Besonders eindrücklich schildert Adeline Dieudonné die Entwicklung eines 10-jährigen Mädchens, die jeden Tag die Prügelei des Vaters an der Mutter hinnehmen muss, die sich selbst ducken und verstecken muss, um nicht seinen Gewaltausbrüchen ausgesetzt zu sein und die ihren geliebten Bruder, den einzigen Menschen, dem sie restlos vertraut beschützen möchte. Ihre Luftgespinste mit einer Zeitmaschine lösen sich bald auf, doch ihr Interesse für Physik und die Naturgesetze, bieten ihr die Chance sich bald auch außerhalb der Familie neue Eindrücke zu verschaffen. Und als sie am Ende des Buches mit 15 Jahren alles gesehen zu haben scheint, was es an Machtdemonstration geben kann, ist sie sich doch bewusst, dass sie nicht dazu geboren wurde, für immer in der Rolle des Opfers zu bleiben. Und als ihr monströser Vater zum alles vernichtenden Schlag ausholt, ist sie ihm im wirklichen Leben schon längst entwischt …

Fazit

Dieser ungewöhnliche, einprägsame Roman konnte mich absolut überraschen und lebt durch die grandiose Gestaltung der diversen Figuren, die man alle direkt vor dem inneren Auge sieht. Ebenso gelungen empfand ich die Szenenwechsel, die Gestaltung der Handlung, den Ablauf der Zeit in Anbetracht des Heranwachsens der Hauptprotagonistin – kurzum die Rahmenhandlung nach klaren Vorgaben, die dennoch überhaupt nicht absehbar war.

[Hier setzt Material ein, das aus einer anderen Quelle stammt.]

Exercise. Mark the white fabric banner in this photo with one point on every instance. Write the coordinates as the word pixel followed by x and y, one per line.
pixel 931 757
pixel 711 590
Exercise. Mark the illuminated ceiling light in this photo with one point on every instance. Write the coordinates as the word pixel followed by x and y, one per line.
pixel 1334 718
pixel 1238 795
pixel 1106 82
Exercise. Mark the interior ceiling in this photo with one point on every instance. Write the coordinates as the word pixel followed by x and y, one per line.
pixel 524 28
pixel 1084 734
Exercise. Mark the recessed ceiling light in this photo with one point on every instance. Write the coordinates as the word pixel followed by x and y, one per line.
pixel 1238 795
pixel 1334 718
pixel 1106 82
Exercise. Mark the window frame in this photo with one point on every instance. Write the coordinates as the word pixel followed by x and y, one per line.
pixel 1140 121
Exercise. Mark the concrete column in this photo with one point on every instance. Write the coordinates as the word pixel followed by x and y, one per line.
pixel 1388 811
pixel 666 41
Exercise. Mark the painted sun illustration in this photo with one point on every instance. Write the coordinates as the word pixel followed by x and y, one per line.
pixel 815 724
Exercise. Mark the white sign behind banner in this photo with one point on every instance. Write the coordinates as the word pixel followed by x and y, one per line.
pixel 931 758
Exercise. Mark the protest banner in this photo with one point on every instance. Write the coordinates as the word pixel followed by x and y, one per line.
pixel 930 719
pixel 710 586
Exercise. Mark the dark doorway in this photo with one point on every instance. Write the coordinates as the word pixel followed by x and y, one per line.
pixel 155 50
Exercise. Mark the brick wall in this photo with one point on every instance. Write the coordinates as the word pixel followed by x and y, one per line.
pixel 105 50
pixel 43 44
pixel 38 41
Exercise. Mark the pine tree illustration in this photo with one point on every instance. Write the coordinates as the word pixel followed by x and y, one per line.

Der Leser wird langsam herangeführt an die Gedankengänge des Mädchens, spürt die komplette Bandbreite ihrer Emotionen und bewundert immer mehr ihren Sinn, sich der schrecklichen Realität zu widersetzen. Ein richtiger Pageturner, dem ich gerne 5 Lesesterne schenke und ihn als ein faszinierendes Leseerlebnis in Erinnerung behalten werde. Selbst wenn er nicht von Realitätsnähe und Allgemeingültigkeit geprägt ist und in erster Linie auch keinen literarischen Anspruch erhebt, gelingt es ihm, die Spannungsmomente auszureizen und trotz aller Gewalt zeigt er vielmehr die verborgenen Gefühle hinter den Machtspielchen kranker Seelen als die Schäden die Schläge hinterlassen können.

Sehr unverbraucht, sehr innovativ – ich schließe mich den positiven öffentlichen Meinungen über dieses Debüt an und sortiere es als Highlight 2020 ins Bücherregal.